A clearinghouse for applicants' records will streamline the process for State-to-State licensing and will limit duplicative State efforts as well as avoid delays for practicing IMG's who seek licensure in a second State.

The function of a national repository is to promote fairness in medical licensure by expediting the process of licensure by endorsement for international medical graduates, as well as for the domestic medical graduates.

IAAP strongly believes that since international medical graduates will be the principal users and payors of a national clearinghouse for medical education documentation, appropriate representatives from the international medical graduate community should be actively involved in the oversight of the operation and implementation of such a repository.

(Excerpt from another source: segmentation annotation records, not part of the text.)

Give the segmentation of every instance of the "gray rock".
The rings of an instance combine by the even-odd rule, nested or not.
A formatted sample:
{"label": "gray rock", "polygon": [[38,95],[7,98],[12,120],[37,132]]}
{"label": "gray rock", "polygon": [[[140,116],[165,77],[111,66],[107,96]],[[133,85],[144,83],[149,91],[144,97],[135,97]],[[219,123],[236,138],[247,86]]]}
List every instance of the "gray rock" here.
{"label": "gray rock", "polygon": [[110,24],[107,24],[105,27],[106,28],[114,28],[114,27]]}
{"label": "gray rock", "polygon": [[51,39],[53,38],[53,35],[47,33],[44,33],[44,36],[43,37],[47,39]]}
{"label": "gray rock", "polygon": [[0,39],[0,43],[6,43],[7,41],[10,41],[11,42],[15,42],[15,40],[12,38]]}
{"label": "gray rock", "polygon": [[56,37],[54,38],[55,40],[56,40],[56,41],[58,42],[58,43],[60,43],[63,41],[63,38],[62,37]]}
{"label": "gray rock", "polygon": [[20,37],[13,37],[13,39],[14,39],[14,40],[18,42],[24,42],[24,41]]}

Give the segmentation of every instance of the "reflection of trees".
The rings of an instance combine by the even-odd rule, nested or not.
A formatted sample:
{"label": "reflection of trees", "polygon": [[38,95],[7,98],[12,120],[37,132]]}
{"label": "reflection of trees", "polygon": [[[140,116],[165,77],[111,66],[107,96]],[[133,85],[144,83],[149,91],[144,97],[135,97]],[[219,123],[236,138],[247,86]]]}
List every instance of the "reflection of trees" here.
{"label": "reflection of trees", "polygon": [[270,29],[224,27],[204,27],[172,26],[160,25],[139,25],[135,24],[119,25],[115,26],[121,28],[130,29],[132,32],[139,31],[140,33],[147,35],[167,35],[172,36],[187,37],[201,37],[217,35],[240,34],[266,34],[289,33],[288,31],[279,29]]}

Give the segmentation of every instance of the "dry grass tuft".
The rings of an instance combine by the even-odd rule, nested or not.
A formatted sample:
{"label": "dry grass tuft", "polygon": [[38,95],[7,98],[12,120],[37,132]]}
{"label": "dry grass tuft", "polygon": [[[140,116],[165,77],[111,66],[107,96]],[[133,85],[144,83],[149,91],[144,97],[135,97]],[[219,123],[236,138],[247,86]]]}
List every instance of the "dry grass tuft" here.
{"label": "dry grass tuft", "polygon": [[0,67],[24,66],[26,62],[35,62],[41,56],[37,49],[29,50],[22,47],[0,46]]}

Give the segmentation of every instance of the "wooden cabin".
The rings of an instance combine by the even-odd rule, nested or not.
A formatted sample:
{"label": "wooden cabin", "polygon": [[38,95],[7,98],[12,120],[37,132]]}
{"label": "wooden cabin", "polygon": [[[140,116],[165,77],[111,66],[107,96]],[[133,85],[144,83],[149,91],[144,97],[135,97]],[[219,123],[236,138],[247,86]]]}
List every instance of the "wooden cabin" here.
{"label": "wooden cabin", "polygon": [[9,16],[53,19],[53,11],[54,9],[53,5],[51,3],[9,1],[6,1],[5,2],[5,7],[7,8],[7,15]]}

It is absolutely imperative that a coalition of IMG groups be involved in the process of oversight of the operation and implementation of a national repository. Proper oversight would be assured by the creation of HHS advisory council whose function would be to issue recommendations to the Secretary on how to oversee the repository.

Legislation has been introduced to create this advisory council. Should the authorizing committees authorize the HHS advisory council, it will be necessary for Congress to appropriate the necessary staff salaries and funds for the advisory council. Funding for the actual operation of a national repository for medical credentials is self-sufficient based on fees assessed to the physicians who are using the service.

PREPARED STATEMENT

We are therefore recommending to the HHS Secretary for this new project. All expenses for these members should be paid for by the Federal Government.

Thank you, sir.
Senator BUMPERS. Thank you, Dr. Shah.